The U.S. is among one of seven countries who have yet to
ratify the CEDAW, placing it alongside Iran, Nauru, Palau, Somalia, Sudan, and
Tonga. It is also the other country besides Somalia who has not ratified the CRC
to this day, although it has ratified two provisions: 1) prohibiting the
involvement of children in armed conflicts, and 2) prohibiting the sale,
prostitution, and pornography of children.

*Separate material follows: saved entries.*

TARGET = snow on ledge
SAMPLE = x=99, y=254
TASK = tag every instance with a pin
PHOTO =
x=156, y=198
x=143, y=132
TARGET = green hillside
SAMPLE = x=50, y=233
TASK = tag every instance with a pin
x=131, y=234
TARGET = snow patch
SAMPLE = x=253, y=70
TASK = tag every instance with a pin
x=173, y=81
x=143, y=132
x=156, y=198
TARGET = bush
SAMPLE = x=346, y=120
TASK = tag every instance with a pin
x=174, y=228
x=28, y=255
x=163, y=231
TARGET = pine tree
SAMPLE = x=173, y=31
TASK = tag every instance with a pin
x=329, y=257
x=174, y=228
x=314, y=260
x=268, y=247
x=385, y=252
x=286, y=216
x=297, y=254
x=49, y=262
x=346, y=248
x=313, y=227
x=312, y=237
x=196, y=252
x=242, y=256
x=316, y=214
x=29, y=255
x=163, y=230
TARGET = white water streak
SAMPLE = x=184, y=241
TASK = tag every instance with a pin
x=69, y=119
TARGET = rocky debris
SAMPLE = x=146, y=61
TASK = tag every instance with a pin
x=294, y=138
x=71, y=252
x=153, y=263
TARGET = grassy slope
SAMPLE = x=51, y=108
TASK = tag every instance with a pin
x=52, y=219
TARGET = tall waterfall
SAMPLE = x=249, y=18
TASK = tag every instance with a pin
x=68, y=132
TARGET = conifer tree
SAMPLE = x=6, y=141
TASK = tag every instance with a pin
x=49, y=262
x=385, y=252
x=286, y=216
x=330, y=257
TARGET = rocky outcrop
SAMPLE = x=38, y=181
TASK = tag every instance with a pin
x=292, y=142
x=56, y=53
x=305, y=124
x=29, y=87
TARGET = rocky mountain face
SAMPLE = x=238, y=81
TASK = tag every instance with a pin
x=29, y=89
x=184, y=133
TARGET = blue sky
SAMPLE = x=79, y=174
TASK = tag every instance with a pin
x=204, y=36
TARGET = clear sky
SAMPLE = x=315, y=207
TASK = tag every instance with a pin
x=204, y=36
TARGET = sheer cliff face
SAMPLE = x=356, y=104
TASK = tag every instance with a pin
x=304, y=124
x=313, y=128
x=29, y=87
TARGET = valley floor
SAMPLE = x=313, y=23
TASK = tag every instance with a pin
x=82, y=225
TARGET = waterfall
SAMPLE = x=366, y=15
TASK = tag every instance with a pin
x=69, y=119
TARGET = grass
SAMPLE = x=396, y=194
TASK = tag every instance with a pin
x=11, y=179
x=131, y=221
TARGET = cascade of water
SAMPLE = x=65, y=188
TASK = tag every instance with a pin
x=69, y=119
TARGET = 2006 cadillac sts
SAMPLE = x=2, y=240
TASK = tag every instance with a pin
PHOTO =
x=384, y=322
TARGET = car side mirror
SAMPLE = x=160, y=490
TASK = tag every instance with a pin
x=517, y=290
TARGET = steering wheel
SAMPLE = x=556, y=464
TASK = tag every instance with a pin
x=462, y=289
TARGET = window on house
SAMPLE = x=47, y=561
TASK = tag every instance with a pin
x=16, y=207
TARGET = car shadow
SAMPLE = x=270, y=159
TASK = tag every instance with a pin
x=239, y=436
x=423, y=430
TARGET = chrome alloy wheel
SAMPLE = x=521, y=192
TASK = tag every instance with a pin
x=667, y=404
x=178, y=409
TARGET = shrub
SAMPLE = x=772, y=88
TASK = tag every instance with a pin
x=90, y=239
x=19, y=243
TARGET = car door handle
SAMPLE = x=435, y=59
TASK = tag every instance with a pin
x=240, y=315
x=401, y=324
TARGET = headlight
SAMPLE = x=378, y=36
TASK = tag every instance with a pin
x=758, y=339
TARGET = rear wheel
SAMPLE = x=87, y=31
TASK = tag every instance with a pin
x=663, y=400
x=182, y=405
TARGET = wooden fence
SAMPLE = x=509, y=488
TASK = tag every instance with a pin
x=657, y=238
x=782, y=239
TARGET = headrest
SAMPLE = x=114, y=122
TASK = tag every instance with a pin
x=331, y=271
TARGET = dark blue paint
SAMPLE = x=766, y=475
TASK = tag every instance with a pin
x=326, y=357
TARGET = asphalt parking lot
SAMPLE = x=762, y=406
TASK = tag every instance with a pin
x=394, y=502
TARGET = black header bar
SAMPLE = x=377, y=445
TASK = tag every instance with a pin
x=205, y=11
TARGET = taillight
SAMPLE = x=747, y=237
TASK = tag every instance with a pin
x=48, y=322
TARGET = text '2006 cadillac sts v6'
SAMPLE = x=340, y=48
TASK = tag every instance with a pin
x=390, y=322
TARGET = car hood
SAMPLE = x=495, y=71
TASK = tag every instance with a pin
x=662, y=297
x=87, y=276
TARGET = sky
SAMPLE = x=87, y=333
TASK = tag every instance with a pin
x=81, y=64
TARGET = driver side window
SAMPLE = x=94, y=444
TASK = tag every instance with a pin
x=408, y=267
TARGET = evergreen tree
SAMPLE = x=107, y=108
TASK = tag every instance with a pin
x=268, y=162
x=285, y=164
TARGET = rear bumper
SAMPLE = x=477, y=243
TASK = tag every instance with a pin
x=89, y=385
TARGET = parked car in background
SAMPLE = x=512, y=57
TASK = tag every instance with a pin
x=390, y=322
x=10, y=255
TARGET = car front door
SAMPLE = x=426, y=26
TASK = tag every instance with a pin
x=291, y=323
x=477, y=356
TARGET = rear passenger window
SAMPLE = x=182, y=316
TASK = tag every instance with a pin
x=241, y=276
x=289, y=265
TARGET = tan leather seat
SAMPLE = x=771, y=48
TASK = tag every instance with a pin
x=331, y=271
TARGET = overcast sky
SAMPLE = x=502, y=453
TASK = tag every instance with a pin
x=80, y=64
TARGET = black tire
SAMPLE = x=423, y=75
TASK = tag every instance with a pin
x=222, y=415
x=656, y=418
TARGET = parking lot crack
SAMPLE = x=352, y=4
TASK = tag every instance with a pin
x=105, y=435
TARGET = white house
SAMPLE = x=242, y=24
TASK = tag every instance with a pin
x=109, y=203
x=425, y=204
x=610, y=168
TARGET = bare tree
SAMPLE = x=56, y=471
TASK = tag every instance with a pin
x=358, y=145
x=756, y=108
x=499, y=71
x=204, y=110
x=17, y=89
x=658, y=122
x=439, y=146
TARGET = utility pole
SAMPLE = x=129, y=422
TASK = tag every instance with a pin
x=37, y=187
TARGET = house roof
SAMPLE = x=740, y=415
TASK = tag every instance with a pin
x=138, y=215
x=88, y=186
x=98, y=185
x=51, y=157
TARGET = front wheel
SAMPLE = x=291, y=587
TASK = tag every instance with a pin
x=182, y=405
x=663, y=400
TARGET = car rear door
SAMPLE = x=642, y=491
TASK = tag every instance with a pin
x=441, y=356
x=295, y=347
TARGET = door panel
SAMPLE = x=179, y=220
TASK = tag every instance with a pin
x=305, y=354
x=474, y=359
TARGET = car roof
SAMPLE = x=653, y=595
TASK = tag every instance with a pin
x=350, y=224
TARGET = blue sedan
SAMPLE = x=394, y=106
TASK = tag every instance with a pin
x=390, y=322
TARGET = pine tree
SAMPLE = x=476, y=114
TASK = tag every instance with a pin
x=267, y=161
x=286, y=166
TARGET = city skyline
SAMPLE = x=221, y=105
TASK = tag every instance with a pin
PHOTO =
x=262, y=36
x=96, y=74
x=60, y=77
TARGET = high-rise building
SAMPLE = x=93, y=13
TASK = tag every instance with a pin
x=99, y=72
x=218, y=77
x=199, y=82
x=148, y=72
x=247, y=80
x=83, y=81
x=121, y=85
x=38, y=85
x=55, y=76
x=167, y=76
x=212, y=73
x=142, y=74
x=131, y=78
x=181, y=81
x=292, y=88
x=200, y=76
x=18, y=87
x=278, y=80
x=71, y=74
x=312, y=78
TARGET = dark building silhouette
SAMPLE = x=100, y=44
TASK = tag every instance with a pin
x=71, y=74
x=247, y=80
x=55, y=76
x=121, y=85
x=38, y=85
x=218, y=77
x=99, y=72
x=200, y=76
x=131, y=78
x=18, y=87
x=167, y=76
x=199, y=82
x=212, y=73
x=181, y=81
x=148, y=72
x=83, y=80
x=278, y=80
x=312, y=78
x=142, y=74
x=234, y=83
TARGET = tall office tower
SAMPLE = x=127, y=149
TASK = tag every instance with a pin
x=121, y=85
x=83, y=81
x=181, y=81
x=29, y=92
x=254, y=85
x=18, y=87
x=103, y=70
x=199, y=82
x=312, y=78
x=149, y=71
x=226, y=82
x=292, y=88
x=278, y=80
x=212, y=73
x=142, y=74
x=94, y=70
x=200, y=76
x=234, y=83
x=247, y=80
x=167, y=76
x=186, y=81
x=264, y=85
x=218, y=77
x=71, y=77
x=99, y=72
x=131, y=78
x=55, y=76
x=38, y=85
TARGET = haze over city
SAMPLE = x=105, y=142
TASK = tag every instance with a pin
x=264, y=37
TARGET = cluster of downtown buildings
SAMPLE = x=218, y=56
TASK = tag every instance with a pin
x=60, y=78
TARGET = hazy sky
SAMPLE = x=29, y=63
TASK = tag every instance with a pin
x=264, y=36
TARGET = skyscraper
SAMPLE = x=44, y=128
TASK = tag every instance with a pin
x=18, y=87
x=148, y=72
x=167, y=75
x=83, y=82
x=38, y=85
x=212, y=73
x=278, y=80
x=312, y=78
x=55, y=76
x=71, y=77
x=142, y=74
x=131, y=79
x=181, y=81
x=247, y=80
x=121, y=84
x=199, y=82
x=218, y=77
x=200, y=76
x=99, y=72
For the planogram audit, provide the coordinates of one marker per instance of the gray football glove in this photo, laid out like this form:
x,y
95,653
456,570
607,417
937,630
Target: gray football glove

Both the CEDAW and CRC are crucial in protecting the
freedoms of children. The CEDAW promotes equality for women in the legal system,
in political and public life, in access to education, in the right to equal
pay, in the right to enter marriage, in the right to maternity leave. It
protects women from discrimination linked to parental responsibilities and
places women on the equal footing as men to enjoy human rights. The CRC
protects children from neglect, abuse, exploitation, sexual abuse, underage
labor, and deprivation of a national identity, healthcare, and education. It
even calls for pre-and post-natal care for mothers, and seeks to ensure that
children have adequate living standards that are conducive to their physical,
mental, spiritual, moral, and social development.
There are several
reasons for why the U.S. has not reached ratification of both of these
long-overdue treaties. Opposition to the CEDAW comes from the contentious
debate on women’s rights in the U.S. with regards to family planning,
reproductive rights, and gender equality. Some of the same individuals and
organizations that protest adoption of the CRC fear that parental rights to
raise children at each parent’s discretion and traditional family structures
will be undermined. However, the CRC does emphasize the importance of family
involvement and guidance in nurturing the child.
It has been 31 years since the CEDAW and 12 years since the
CRC went into force. The women and children of the U.S. have been waiting to
have their rights. The people of the U.S. have a responsibility to recognize
them and do them justice by serving them as equal human beings.